So why has Michael Chabon decided not to see the new Spider-Man movie? The answer is simple: It's rated PG-13.
That rating -- with its implications of violence, sexuality, language and cinematic intensity -- means that he won't take Zeke to see the film, just as he kept his 7-year-old daughter Sophie from seeing Lord of the Rings. This time, in solidarity and as a personal protest, Chabon is staying home as well. He admits that in the case of Rings, the rating was appropriate, and was consistent with Tolkien's violent, head-lopping source material.
"The ringwraiths and balrogs and orcs and so forth really do need to be horrible and terrifying," he allows. So Chabon doesn't begrudge the PG-13 rating -- for Lord of the Rings. "Spider-Man," he says, "is a different thing."

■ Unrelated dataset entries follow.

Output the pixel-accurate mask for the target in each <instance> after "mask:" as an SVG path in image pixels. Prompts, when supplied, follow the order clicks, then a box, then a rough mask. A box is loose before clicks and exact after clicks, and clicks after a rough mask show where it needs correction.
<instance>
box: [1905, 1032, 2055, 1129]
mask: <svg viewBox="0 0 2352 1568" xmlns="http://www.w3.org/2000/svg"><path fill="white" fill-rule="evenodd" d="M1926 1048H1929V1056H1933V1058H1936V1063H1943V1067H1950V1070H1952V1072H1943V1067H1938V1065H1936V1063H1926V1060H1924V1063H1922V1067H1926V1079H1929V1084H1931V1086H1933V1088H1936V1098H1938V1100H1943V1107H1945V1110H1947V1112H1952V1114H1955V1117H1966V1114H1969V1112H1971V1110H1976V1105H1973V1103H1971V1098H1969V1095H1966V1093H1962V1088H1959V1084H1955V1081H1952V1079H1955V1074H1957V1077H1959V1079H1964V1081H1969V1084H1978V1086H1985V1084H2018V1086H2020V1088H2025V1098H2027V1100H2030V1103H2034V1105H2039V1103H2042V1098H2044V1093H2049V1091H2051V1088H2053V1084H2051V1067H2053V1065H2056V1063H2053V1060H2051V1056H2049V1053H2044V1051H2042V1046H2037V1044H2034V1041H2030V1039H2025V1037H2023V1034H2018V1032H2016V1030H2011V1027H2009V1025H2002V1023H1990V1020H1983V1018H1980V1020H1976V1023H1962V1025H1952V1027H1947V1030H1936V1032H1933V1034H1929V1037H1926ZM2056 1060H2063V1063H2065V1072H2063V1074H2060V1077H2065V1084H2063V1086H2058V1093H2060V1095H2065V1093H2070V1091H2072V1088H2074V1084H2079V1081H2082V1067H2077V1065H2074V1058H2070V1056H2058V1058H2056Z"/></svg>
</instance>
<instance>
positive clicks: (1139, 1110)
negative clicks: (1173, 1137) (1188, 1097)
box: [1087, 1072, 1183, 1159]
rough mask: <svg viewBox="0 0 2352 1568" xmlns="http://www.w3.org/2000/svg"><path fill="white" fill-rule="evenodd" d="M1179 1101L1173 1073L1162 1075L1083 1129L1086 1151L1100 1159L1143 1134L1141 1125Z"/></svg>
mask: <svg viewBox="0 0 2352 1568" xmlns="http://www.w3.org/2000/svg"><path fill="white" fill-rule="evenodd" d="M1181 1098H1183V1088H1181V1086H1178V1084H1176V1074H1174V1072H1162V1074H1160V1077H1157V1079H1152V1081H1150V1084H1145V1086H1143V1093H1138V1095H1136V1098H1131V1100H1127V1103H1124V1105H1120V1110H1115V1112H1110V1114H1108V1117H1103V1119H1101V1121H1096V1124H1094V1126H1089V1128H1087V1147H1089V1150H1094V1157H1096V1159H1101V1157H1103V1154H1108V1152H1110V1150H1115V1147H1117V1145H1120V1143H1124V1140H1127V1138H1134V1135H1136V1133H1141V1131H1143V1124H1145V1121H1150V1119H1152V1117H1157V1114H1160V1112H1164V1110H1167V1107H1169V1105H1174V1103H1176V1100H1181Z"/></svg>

Chabon cites the "powerful iconic pull on the five year old male imagination," that Spider-Man holds. "His mere image in an ad on the side of a bus," says Chabon, "is enough to elicit a whoop of joy from Zeke and a cry of 'Dad! Dad! Spider-Man!.' Just that arrangement of red and blue and black produces a momentary blip of delight. And right now that image is everywhere. Zeke's world is saturated in it. And yet the thing itself is forbidden to him... It's just so cruel. It's like the world has given him the wrapping paper, the ribbon, the bow and the box, but not the present itself."
The important thing, he says, is that Spider-Man doesn't have to be grim, violent, or scary.
"I mean, it can be," he admits. "That's justified by the increasingly dark tone taken by comic books, Spider-Man among them, over the past 15 years or so. I understand perfectly well why the filmmakers went in this direction. They don't want 5-year-olds. They want 15-year-olds. That's fine. It makes economic sense. I get it. The filmmakers can abandon and break the hearts of the 5-year-olds of America."
"But," he adds, "Spider-Man never would."